僕の一番大切で愛しくて、とても可愛らしい僕の恋人さんであるところの翔ちゃんは、元来、体が余り丈夫ではなく、更に連日の忙しさと冬の寒さにより風邪を患い、現在入院中である。風邪の症状はそこまで酷いものではなく、本当は入院する程のものではないが、僕と同じぐらい心配性な彼の双子の弟による涙の、脅迫に似た懇願により、病院の中で最近の忙しかったせいで行っていなかった検査も兼ねて、おとなしくしてもらっている。自宅療養など、彼にとって体を休めるものにはならないだろう。努力を怠らず何処までも頑張れてしまうところは紛れもなく彼の長所であり、それを愛しいと思うのだけど頑張りすぎてしまうところは短所と言える程、彼は自分を省みてはくれない。体調を崩して遅れが出れば、普段以上に無理を重ねてまた体調を崩すという悪循環。その歯痒さに彼が心を痛めているのは知っているけれど、みんなでデビューをして数ヵ月の大事な時期だからこそ、翔ちゃんには翔ちゃん自身のことを大事にしてほしい。みんなだって、僕だっているのだから、一人で抱え込まないで。何回言ってもわかってもらえなくて、だから何回だって言ってあげる。今日、無事に面会時間に間に合って翔ちゃんに会えたら、嫌って言う程甘やかして、愛して、どれだけ僕が翔ちゃんのことが大事かってことを教えてあげなくては。

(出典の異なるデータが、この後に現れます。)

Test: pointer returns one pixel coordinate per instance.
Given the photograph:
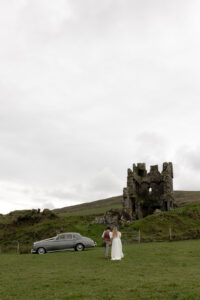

数メートル先の信号が点滅して赤に変わる。もう少しで渡れたのに、これで間に合わなくなったらどうしよう。車はいないみたいだし、渡っちゃおうかな。横断歩道の辺りを見回すと、反対側に人がいるだけで車が来る気配はない。いけないことだけど、今は少しでも早く翔ちゃんに会いたいから、と怒られそうな言い訳を思いながら再び走り出そうとすると、

ニャア。

不意に鳴き声がして足元を見ると、真っ黒な猫がいて、ちょこんとこちらを見上げていた。どうしてこんな街中に猫が。野良猫などを見ないわけではないけれど、やはり都会の中心部、ビルやお店ばかりが建ち並ぶような場所にいるのは珍しい。抱き上げるとまたにゃあと鳴いたので、喉元を指で擽ると音を鳴らして目を細める。可愛らしい。まだほんの仔猫で、首に赤いリボンを巻いているから飼い猫だと思われるのだけど、周りに飼い主らしき人物は見当たらなかった。
どうしよう、迷い猫だったりしたら飼い主さんを見つけて上げたいけれど、あまり遅くなると面会時間に間に合わなくなってしまうかもしれない。でも、見捨てることも出来なくて辺りをキョロキョロ見回すと、信号の向こう側の角を女の子が声を上げながら曲がってくるのが見えた。もしかしてあのこがこのこの飼い主だろうか。仔猫も声が聞こえたのか耳をピンと立て、それから横断歩道から飛び出した。
そこに、トラックが。信号はまだ、赤で。そのままの勢いで通り過ぎようと。アゆっくりとブ車とナ猫はイ。赤だから。あのこが待ってる。いかないと。猫は。アいそカがなくちゃ。赤。でもまだ。はやく。赤赤赤赤赤赤あかあかあかあかあかあか。


















ごめんね、やっぱり間に合わないや。







カゲ/ロウ〜リスペクトで書こうとして途中で絶望して諦めたもの。